Simulation revealed that part designers were frequently specifying more carbon fiber than was needed to achieve the required strength of the fixtures, because they didn’t have any confidence on the impact Continuous Fiber Reinforcement (CFR) gave to the strength or stiffness of their parts. Simulation has helped them overcome this knowledge barrier by giving them greater confidence in the impact CFR adds to their designs. This enabled them to reduce the use of carbon fiber by as much as 60% and cut print times by up to 75%.

The TAC team also discovered that Simulation could perform its design optimizations in a fraction of the time required to have an engineer run the fixture design through traditional Finite Element Analysis (FEA). Simulation from Markforged guides the user through the application of boundary conditions and is optimized for the Markforged materials used in the part. Further, it enables the TAC team to efficiently perform this structural analysis within their Eiger workflow.

The Challenge

For some types of precise inspection applications, robotic arms are used to position sensors close to the parts being tested. The backpack is a tray that sits on top of the robot’s “forearm.” It contains programmable logic controllers, sensors, air systems and other components to support the end-of-arm sensors. The TAC creates various backpack configurations to accommodate different sensor packages. During application development, the number and type of sensors located on the robot end effector may vary, causing a change in the backpack configuration.

Traditional metal-fabricated backpacks take a significant time to manufacture, limiting how often the backpack design can be updated during the project. A drawback of using 3D printing for large backpacks is that they are generally more flexible than traditional metal backpacks and do not resist transferring unwanted inertial feedback to the robot arm.

The Solution

Producing the robot arm backpacks in Onyx enables the TAC team to iterate the design of the backpack quickly. For example, they can easily add new mounting points and other required features as needed for each new version.

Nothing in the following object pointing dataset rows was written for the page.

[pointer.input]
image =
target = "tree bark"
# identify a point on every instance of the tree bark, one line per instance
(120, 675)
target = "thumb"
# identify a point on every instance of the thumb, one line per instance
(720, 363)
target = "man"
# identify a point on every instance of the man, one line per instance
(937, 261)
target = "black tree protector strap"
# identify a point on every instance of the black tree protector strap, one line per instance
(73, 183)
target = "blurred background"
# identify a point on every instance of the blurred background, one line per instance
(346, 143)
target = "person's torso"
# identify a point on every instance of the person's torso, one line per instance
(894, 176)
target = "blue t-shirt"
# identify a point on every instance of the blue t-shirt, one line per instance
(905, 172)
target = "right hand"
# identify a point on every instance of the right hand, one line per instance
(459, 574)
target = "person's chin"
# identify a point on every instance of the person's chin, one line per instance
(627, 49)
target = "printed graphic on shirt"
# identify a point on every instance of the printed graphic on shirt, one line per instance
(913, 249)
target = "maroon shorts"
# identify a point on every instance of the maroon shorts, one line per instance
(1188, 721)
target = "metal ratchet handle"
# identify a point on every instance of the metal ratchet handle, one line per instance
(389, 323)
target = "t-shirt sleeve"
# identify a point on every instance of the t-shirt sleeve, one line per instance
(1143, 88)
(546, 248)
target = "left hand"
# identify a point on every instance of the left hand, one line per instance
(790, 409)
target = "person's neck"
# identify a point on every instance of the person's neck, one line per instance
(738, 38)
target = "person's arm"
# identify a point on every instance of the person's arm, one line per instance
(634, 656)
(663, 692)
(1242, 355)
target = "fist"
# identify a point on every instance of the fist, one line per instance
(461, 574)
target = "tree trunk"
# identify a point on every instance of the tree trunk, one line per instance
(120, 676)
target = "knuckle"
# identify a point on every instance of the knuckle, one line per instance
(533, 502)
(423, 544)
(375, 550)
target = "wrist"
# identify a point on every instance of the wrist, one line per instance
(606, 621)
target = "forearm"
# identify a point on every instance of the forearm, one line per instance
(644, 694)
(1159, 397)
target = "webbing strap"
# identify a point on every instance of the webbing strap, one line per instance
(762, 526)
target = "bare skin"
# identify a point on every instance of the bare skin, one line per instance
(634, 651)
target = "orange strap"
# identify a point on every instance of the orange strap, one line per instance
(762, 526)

Using Simulation from Markforged, optimal structural properties can be quickly achieved, balancing fabrication time and the need for more rigid structures. Simulation allows the TAC team to see where weaknesses are in the design before the print.

The TAC team has embraced Simulation from Markforged because it offers them several key benefits. First, it provides them with fast and accurate structural analysis of part designs, enabling them to balance the need for fast print times with the requirement of structurally sound parts. This data also helps them make the case for the structural capabilities of parts produced by 3D printing during their discussions with customers.

The TAC team has also discovered that Simulation from Markforged can help them determine the optimal print orientation for each part, which not only impacts part strength but also print time.

As this software evolves, the TAC team is convinced that it will become an integral tool in the development of Fused Filament Fabrication (FFF) 3D printed parts.